さらに講では、「人間」と書いて「じんかん」と読みました。そこには「人間関係」の意味が込められていたのです。この講こそが互助会のルーツなのです。サンレーという互助会のミッションも、まさに「良い人間関係づくりのお手伝いをする」であり、江戸しぐさの精神とまったく同じなのです。
そして、江戸には「人は老いるほど豊かになる」という思想がありました。儒学の精神を寺子屋で学んだ江戸の町衆には、志学(15歳)、弱冠(20歳)、而立(30歳)、不惑(40歳)、知命(50歳)、耳順(60歳)のしぐさがそれぞれあったのです。
彼らは、年相応のしぐさを互いに見取り合って、文化的、人道的に暮らしていました。たとえば歩き方にしても、志学の年代は駆けるようにす早く歩き、弱冠の年代は早足、而立の年代は左右を見ながら注意深く歩いたそうです。
18歳くらいの志学の若い者がぐずぐず歩いていると、20代の弱冠の年代の者がたしなめ、不惑の年代の者が若いつもりで駆けたりすると、腰を痛めるとされました。

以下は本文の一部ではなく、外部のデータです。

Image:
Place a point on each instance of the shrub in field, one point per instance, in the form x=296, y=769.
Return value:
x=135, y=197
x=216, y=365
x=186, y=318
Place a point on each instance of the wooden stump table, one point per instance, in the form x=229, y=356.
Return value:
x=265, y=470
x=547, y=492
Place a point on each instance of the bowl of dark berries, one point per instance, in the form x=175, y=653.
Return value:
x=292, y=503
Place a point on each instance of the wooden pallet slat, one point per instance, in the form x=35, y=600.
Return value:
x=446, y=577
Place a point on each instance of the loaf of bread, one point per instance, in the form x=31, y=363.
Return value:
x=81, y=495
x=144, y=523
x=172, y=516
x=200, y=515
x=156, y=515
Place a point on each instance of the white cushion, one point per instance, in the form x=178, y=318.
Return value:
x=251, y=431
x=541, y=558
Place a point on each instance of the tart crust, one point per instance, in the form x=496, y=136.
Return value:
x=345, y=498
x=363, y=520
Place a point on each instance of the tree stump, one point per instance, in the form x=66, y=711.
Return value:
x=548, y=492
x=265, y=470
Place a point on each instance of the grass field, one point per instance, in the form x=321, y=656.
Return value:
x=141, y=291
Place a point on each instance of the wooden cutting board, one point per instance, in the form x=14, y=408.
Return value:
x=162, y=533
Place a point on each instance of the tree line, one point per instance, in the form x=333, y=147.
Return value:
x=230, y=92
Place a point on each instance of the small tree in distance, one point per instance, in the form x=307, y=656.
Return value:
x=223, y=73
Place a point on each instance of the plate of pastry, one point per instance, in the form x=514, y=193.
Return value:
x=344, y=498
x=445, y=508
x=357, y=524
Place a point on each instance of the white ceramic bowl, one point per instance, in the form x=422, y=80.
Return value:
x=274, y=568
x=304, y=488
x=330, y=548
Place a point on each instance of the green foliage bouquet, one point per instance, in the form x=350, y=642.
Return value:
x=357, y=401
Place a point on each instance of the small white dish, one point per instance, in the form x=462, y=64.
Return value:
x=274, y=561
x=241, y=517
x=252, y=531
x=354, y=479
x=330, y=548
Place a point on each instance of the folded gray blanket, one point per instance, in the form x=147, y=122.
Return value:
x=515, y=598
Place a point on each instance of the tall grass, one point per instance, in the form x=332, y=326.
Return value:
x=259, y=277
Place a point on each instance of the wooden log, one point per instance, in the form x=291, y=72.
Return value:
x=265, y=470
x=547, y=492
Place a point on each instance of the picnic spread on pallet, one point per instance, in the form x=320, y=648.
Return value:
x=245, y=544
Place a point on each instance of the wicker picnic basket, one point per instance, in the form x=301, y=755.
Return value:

耳順、つまり60歳の還暦の年代の「江戸しぐさ」は、「畳の上で死にたいと思ってはならぬ」「おのれは気息奄々(きそくえんえん)、息絶え絶えのありさまでも、他人を勇気づけよ」「若衆を笑わせるように心がけよ」でした。
60歳を越えたら、他人のためにはつらつと生き、慈しみとユーモアの精神を忘れないよう心がけたそうです。これを「耳順しぐさ」といいますが、その心得は、何よりも若者を立てることでもありました。
そして、そのぶん若者たちは隠居をはじめとした年長者たちを日頃から尊敬し、大いなる江戸の「敬老文化」が築かれていったのです。
こうした「年代しぐさ」のバックボーンには、越川先生の言われるように「共生」の土壌がありました。若者には、自分より体力的にハンディキャップのある年長者をつねに思いやる「くせ」が身についていたのです。
お互いに相手を思いやり、江戸では年長者も若者もみんな元気に楽しく暮らしていました。ぜひ、私たちも、江戸しぐさに学びましょう!